CB : Disons que les personnes qui sont attirées par la complexité, qui aiment trouver des solutions aux casse-têtes, sont aussi souvent attirées par les théories du complot. Malheureusement, nous aussi, les intellectuel∙le∙s, en faisons trop souvent partie. On dirait qu’il s’agit d’un risque professionnel; c’est une tendance, une tentation. C’est peut-être aussi la raison pour laquelle, en philosophie, l’élaboration des théories est à la base de la tradition dominante. En revanche, les philosophes qui suivent une tradition plus pratique — en visant la compréhension par l’interprétation plutôt que la théorie — ont peut-être plus d’humilité intellectuelle. Elles et ils reconnaissent que, la plupart du temps, ce qui est devant nous n’est pas un casse-tête à résoudre, mais plutôt un phénomène difficile à saisir. C’est toujours un défi en soi, puisqu’il n’y a pas de solution parfaite.

Siggi : On sait que les théories du complot sous-tendent une vision paranoïaque du monde. Cela n’entrerait pas un peu en contradiction avec l’affirmation selon laquelle elles sont amusantes?

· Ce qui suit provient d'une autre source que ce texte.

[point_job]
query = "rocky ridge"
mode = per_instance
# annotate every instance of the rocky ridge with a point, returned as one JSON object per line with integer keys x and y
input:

CB : Voilà une excellente question. J’avoue que vous mettez le doigt sur une possible faiblesse dans mon approche. J’ai encore beaucoup de questions à résoudre en ce qui a trait à la fantaisie et à l’épistémologie. Cela dit, je peux proposer cette piste : il existe des émotions comme la peur qui ne sont normalement pas très agréables, n’est-ce pas? On pourrait toutefois parler d’une esthétisation de ces émotions, qui les rend plus amusantes et attrayantes. Par exemple, lorsqu’on regarde un film d’horreur, on est là, assis sur la chaise dans le cinéma, très confortable; il n’y a pas de véritable danger, bien que ce qui se déroule sur l’écran soit évidemment effrayant. Ce qu’on ressent n’est donc pas la peur au sens sérieux ou pratique, mais une version esthétisée de cette émotion. De cette façon, la « peur » et sa cousine, la paranoïa, peuvent devenir attrayantes, esthétiquement parlant. Elles sont agréables.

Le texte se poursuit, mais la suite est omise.